Надо заметить, что в этой чётко расписанной расовой градации не было места для детей, прижитых испанскими женщинами от индейцев или африканцев.
— Наши мужчины, которые безжалостно развращают индианок, африканок и женщин со смешанной кровью, — заявил отец Антонио, — не допускают даже мысли о том, чтобы испанки пожелали мужчин другой крови, поэтому такой ребёнок уже с самого рождения попадает в чистилище на земле.
— Где много людей, там много и счастья, — приветствовала меня Беатрис с насмешливой улыбкой.
— Если меня и ждёт счастье, то разве что в ином мире.
— Ты такой плут, Кристобаль, — хмыкнула Беатрис. Она была одной из немногих, кто называл меня по имени. — Разве плохо тебе живётся в Веракрусе? Где ещё ты мог бы зарабатывать на жизнь, изображая калеку-шута?
— Каждому охота на кого-то смотреть сверху вниз.
— Но эти фокусы, столь непристойное искажение тела, дарованного тебе Господом, разве это не насмешка над Его даром? — Беатрис спросила это весьма благочестиво, однако в её лукавых глазах угадывалась насмешка.
— Если я, бедный lépero, способен задеть гордость Бога, дела обстоят гораздо хуже, чем я думал.
Беатрис откинула голову назад и рассмеялась.
— Помимо много другого, Кристобаль, меня восхищает в тебе полное отсутствие добродетели.
— Я человек практичный, только и всего.
Обижаться на Беатрис мне и в голову не приходило: это была наша обычная игра.
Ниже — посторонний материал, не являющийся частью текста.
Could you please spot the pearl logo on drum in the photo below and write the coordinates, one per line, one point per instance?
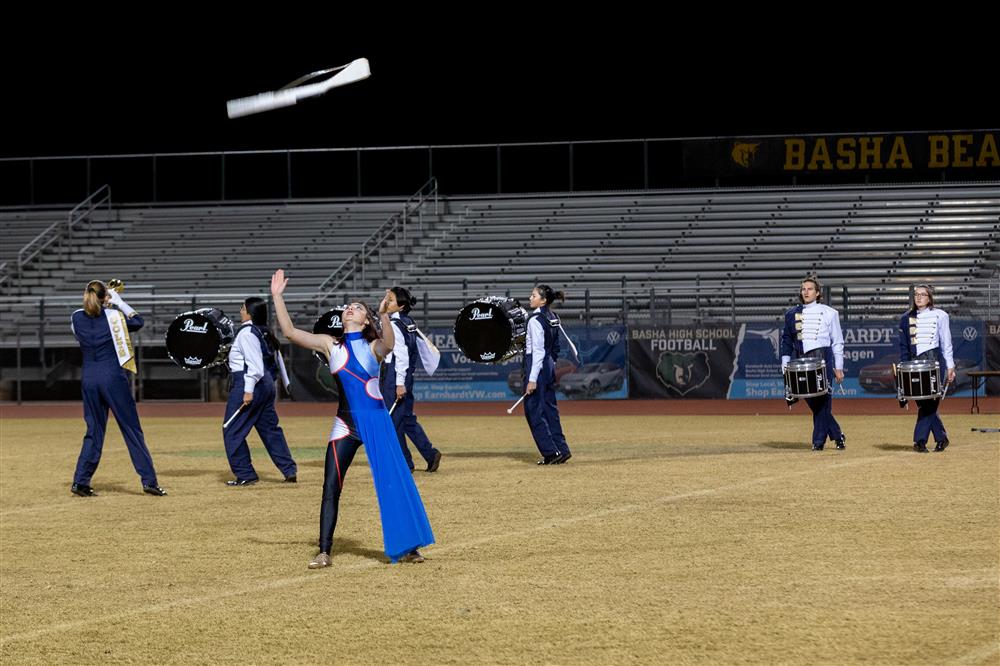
(189, 327)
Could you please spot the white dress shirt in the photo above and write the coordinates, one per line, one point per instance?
(246, 348)
(400, 355)
(821, 328)
(934, 331)
(535, 344)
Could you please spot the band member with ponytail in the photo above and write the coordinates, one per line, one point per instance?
(540, 354)
(925, 333)
(397, 376)
(362, 419)
(102, 328)
(254, 363)
(812, 330)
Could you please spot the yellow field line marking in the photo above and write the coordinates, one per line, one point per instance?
(294, 580)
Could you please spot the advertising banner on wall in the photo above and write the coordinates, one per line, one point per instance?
(598, 373)
(870, 350)
(681, 361)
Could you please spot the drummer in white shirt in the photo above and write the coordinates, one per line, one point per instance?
(925, 334)
(812, 330)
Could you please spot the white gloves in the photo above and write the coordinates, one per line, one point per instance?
(118, 302)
Она любила подразнить и подначить меня, а потом дождаться моего ответа, причём, что бы я ни ответил, её это забавляло.
Но вот кто на самом деле заронил в меня сомнения в общепринятых верованиях, так это старик индус, выходец из Ост-Индии, научивший меня выворачивать конечности из суставов. Костлявый, угловатый, лысый, как плод манго, обладавший необычным скрипучим голосом простуженной чайки (какой-то умник, которого все уже давно позабыли, прозвал индуса Чайкой, и это прозвище прилипло к нему), этот человек вообще не был христианином. Старик верил в бесчисленных богов и богинь, бессчётные небеса, тысячи адов и уверял, что все мы проходим через бесконечность миров, неисчислимое количество раз перерождаясь и перевоплощаясь, но вновь и вновь возвращаемся из загробного бытия к земной жизни.
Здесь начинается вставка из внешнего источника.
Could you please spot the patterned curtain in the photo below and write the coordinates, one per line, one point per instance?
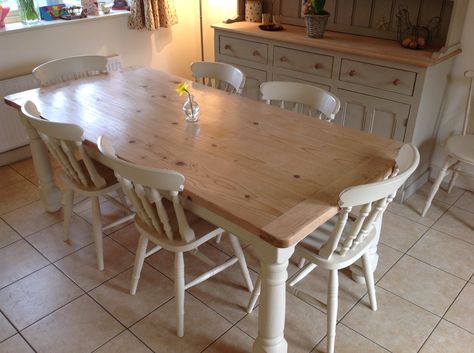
(152, 14)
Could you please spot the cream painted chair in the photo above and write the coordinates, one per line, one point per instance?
(219, 75)
(161, 219)
(334, 246)
(80, 173)
(460, 150)
(71, 68)
(301, 98)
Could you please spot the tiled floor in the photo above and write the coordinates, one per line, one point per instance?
(52, 298)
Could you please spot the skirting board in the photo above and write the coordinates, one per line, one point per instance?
(15, 155)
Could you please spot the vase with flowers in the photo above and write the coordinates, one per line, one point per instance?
(316, 17)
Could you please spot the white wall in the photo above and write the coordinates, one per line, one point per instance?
(456, 96)
(171, 49)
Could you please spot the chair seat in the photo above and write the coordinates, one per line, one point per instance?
(309, 247)
(104, 171)
(461, 147)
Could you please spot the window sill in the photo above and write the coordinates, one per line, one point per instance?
(21, 27)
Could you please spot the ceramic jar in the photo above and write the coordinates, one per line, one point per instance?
(253, 10)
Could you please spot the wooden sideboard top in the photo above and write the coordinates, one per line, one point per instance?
(382, 49)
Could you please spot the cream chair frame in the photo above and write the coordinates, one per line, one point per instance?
(70, 68)
(219, 75)
(301, 98)
(80, 175)
(339, 247)
(149, 190)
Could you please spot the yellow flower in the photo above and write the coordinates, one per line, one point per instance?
(182, 88)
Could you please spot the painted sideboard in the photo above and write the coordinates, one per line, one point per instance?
(384, 88)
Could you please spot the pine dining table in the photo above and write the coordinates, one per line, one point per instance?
(267, 175)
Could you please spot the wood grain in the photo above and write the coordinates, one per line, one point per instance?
(375, 48)
(276, 173)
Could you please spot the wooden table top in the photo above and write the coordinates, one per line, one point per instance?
(275, 173)
(375, 48)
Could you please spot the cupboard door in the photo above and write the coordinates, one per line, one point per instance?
(379, 116)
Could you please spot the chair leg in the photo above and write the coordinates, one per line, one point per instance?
(234, 241)
(435, 187)
(139, 259)
(97, 233)
(255, 295)
(333, 287)
(68, 200)
(179, 292)
(369, 280)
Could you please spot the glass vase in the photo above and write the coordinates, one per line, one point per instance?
(191, 110)
(28, 10)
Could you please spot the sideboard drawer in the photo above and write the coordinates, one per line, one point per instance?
(303, 61)
(381, 77)
(243, 49)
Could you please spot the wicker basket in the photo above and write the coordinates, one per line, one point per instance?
(316, 25)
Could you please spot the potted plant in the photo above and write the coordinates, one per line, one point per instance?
(316, 17)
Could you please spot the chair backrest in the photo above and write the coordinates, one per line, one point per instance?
(219, 75)
(145, 188)
(301, 98)
(64, 141)
(71, 68)
(373, 199)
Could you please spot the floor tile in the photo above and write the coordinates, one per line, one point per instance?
(154, 289)
(226, 292)
(17, 195)
(413, 206)
(81, 266)
(233, 341)
(422, 284)
(80, 326)
(448, 338)
(124, 343)
(15, 344)
(9, 176)
(50, 241)
(109, 212)
(466, 201)
(6, 329)
(305, 325)
(202, 327)
(462, 311)
(458, 223)
(37, 295)
(7, 234)
(32, 218)
(397, 325)
(445, 252)
(442, 195)
(18, 260)
(400, 233)
(349, 341)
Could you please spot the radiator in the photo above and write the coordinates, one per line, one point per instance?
(12, 132)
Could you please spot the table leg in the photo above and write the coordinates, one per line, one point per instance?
(356, 268)
(271, 315)
(49, 192)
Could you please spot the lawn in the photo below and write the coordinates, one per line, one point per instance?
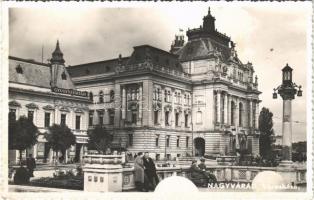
(64, 182)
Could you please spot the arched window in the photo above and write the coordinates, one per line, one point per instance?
(111, 95)
(222, 109)
(240, 113)
(232, 112)
(158, 94)
(175, 97)
(133, 94)
(91, 96)
(179, 98)
(137, 94)
(199, 116)
(101, 96)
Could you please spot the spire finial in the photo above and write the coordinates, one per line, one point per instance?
(57, 55)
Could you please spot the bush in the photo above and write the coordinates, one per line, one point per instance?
(21, 176)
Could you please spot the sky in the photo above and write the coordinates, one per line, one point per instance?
(268, 35)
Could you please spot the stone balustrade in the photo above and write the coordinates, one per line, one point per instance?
(105, 173)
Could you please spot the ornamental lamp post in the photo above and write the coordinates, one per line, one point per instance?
(287, 91)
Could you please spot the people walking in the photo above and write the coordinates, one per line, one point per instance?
(139, 175)
(150, 171)
(31, 165)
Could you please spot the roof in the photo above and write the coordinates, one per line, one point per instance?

— Словно пёс к своей блевотине, — как-то заявил он.
Старик полагал, что справедливость есть не что иное, как Тёмный игрок, бросающий игральные кости наших душ, судьбы которых в бесчисленных вариациях определяются вращением колеса кармы, и что в конечном счёте всё — жизнь, земля, смерть, карма, загробный мир, сам Тёмный игрок и даже вера — не более чем иллюзия.